Quick Table: Calories Burned By Weight
The table below uses 3.3 MET (typical room painting at a steady pace). Pick the row closest to your weight.
| Body Weight | 30 Minutes | 60 Minutes |
|---|---|---|
| 50 kg (110 lb) | ~145 kcal | ~290 kcal |
| 60 kg (132 lb) | ~175 kcal | ~210–350 kcal |
| 70 kg (154 lb) | ~120–125 kcal | ~240–250 kcal |
| 80 kg (176 lb) | ~200 kcal | ~320 kcal |
| 90 kg (198 lb) | ~155–160 kcal | ~310–315 kcal |
| 100 kg (220 lb) | ~210–215 kcal | ~420–430 kcal |
What Changes The Number
Three things swing the burn the most: pace, posture, and prep. Pace covers how constantly you move a roller. Posture means time spent reaching overhead or stepping up and down a ladder. Prep includes sanding, taping, moving furniture, and cleanup. The compendium also lists the light creative side—standing while drawing or painting—at 1.8 MET, which explains the smaller number you’ll see in a studio session.
Painting Calories Vs. Other Handy Jobs
Room painting feels like a steady shuffle rather than a sprint, and the energy cost reflects that. It falls in the same ballpark as window washing or other moderate home tasks in standard MET tables. If you’d like a formal way to judge intensity, the CDC’s “talk test” is simple: if you can talk but not sing, the effort sits in a moderate zone.
Use The Formula For Your Exact Session
Here’s a worked example. Say you weigh 80 kg and painted trim and walls for 75 minutes at a moderate pace (3.3 MET). Calories ≈ 3.3 × 3.5 × 80 ÷ 200 × 75 ≈ 346 kcal. Swap your own numbers into the same math. It’s quick and keeps estimates consistent from project to project.
When Painting Burns Less
Art sessions with long pauses, seated work, or slow detailing drop into the light range. At 1.8 MET, a 70-kg painter uses about 130 calories in an hour. That’s still useful movement, just not the same as rolling a full room.
Calories Burned Painting: A Practical Range
For a clear expectation, think in ranges, not single figures. A 60–90 minute room session usually lands between 200 and 400 calories for many adults. Longer prep days add more movement, especially if you’re sanding or shifting furniture. Large walls and ceilings tend to raise the average because overhead work bumps breathing rate.

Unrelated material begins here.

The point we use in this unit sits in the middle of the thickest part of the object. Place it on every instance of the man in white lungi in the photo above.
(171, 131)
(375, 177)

Use Body Weight To Scale Your Estimate
Because the formula multiplies by kilograms, heavier bodies burn more energy doing the same task for the same time. That’s not “better” or “worse”—just basic physics. If two people roll the same wall at the same pace, the heavier person will spend more calories.

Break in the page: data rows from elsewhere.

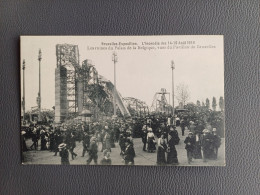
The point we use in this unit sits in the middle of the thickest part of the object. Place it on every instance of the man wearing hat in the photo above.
(129, 153)
(106, 140)
(144, 136)
(207, 145)
(93, 150)
(64, 154)
(216, 142)
(190, 143)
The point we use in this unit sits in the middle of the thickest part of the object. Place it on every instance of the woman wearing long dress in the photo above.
(162, 147)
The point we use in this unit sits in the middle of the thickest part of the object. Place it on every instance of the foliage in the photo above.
(207, 103)
(214, 104)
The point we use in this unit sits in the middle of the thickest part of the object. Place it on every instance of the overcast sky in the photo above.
(140, 73)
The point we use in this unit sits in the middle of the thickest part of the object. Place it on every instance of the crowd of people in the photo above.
(202, 141)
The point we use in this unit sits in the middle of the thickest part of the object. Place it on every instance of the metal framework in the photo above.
(160, 103)
(72, 85)
(139, 106)
(68, 58)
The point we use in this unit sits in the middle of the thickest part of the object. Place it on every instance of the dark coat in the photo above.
(190, 143)
(64, 154)
(129, 154)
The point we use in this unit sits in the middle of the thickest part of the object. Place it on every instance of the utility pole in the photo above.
(173, 67)
(23, 101)
(115, 60)
(39, 94)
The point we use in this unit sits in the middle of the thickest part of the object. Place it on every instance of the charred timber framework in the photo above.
(72, 85)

Small Tweaks That Nudge The Burn
- Batch steps: keep trays and tools within reach to reduce idle minutes.
- Alternate strokes: switch hands now and then to spread effort and reduce strain.
- Stack micro-breaks: sip water while paint tacks up instead of long sit-downs.

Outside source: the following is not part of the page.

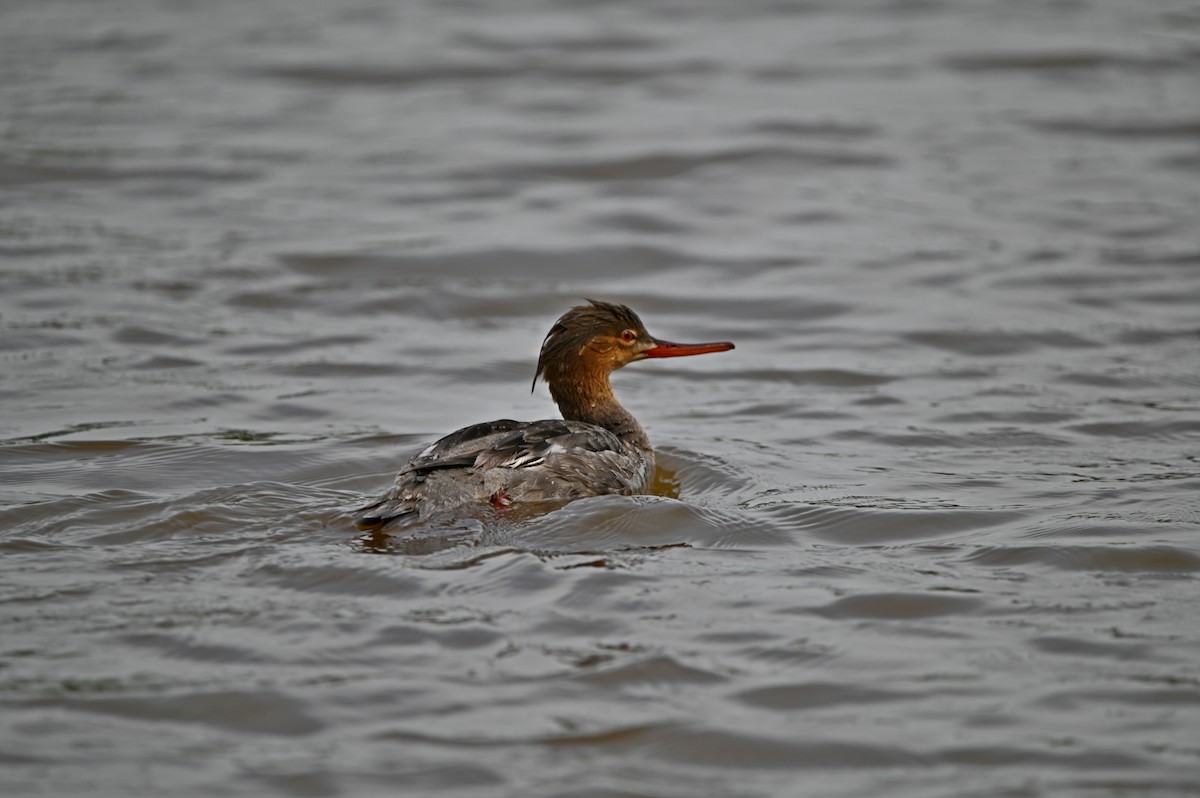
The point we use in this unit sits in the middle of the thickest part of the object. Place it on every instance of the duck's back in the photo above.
(508, 461)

- Climb smart: group tasks by height to avoid extra ladder trips.
Set Realistic Goals For A Painting Day
Estimates help with pacing. If your plan calls for two coats and trim, aim for a block of time that fits your energy. Many DIYers feel fresher with 45–60 minute blocks and short breaks between coats. That pattern keeps heart rate steady and improves the finish because the first coat can settle while you reset the room.
How To Log It In A Tracker
When your app lacks a specific “painting” entry, pick a moderate home activity with a MET around 3–4 and enter minutes. The result will be close to the compendium value for house or furniture painting at 3.3 MET. If you did creative work at an easel with lots of pauses, choose a light entry near 1.8 MET.
Calories Burned Painting: Wall Work Vs. Studio Work
Studio time is smoother and slower. Wall time asks for more whole-body motion. That contrast explains why two sessions both called “painting” can sit far apart in a calorie log. If your day mixes both—sketching color tests, then rolling walls—log each chunk separately with the best-fit MET.
Project days also make more sense once you know your daily calorie needs, since bigger jobs can replace a modest workout.
Sizing Paint Jobs To Your Energy
Match the plan to your space and stamina. Small bedroom? One coat and trim might be enough for a weekday evening. Hallway with doors and tight corners? Prep takes longer than rolling, so budget extra time even though the area looks small.
Safety And Comfort While You Work
Calories are nice, but comfort matters more. Keep the room ventilated, lift with your legs when shifting furniture, and give your shoulders a breather after long overhead stretches. Shoes with grip help when climbing, and gloves keep hands clean through multiple coats.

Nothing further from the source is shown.